(334e) Rheological Behavior of Soft Particle Glasses during Start-up Flow: Insights from Experiments and Simulations

Soft particle glasses (SPG), which are jammed beyond the random close-packing fraction of equivalent hard spheres, show rich rheology under shear flow. The startup flow of these suspensions is studied using three-dimensional particle-dynamics simulations and experiments at different particle packing fractions and shear rates. Experimental data show that the shear stress undergoes an overshoot after a linear elastic response, and then it attains a steady-state value as a function of the shear strain. The value of the strain at which the stress overshoot occurs is close to 0.1, and it slightly increases with the shear rate. Furthermore, the rheological experiments demonstrate that the magnitude of the stress overshoot increases with the aging of the suspensions. Simulations are used to characterize the effect of aging and applied shear rate on the stress overshoot and rationalize the experimental observations.
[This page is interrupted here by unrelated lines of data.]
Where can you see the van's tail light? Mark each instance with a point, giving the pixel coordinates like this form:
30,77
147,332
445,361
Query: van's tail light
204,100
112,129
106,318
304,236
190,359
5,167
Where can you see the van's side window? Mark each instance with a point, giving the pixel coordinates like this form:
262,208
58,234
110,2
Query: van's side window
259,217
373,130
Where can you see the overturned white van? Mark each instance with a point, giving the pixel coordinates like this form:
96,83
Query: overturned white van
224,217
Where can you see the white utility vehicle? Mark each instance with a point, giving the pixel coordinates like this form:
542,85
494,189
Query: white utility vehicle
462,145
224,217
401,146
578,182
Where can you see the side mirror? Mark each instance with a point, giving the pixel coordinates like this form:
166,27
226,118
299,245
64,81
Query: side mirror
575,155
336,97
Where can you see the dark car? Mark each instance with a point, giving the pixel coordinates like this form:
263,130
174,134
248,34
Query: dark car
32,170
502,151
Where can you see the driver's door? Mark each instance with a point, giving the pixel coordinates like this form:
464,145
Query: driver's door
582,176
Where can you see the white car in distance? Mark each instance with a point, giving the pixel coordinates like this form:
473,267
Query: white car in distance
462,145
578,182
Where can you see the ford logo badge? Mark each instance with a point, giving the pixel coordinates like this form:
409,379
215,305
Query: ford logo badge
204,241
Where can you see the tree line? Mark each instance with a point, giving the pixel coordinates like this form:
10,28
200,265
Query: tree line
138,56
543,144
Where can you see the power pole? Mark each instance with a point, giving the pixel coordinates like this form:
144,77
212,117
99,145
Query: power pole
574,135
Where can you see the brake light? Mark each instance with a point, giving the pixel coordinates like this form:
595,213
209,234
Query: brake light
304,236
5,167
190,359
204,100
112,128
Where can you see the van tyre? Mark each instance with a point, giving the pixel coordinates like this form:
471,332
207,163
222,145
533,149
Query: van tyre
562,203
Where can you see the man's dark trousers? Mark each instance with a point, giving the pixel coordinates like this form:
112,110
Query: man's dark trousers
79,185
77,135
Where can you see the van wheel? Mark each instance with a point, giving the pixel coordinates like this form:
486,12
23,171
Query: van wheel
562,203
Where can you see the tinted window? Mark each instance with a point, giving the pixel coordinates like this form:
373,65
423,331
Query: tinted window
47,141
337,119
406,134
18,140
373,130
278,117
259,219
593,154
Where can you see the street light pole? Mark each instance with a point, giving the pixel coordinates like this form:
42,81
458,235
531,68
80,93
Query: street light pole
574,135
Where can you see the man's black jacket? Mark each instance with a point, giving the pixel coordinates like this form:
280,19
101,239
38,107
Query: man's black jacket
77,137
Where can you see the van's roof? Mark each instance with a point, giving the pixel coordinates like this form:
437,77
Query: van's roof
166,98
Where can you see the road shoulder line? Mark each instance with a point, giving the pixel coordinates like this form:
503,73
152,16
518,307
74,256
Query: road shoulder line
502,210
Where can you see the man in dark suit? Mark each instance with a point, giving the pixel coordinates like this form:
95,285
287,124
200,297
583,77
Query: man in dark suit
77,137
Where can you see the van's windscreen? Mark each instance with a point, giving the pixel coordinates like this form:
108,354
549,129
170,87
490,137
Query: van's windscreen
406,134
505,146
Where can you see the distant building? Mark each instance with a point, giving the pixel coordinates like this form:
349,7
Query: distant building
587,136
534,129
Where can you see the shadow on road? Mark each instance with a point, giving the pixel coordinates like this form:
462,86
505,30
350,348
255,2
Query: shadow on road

Results show that the overshoot occurs in both shear stress and elastic energy of the system as a function strain. There is a substantial microstructural change before the overshoot, in which particles significantly accumulate on the axis of compression of the test particle. Simulations are also used to understand the microscopic origin of the stress overshoot in the aged suspensions. Finally, a simple equation that combines linear elastic response with a power-law decay is used to characterize transient results of shear stress in both experiments and simulations.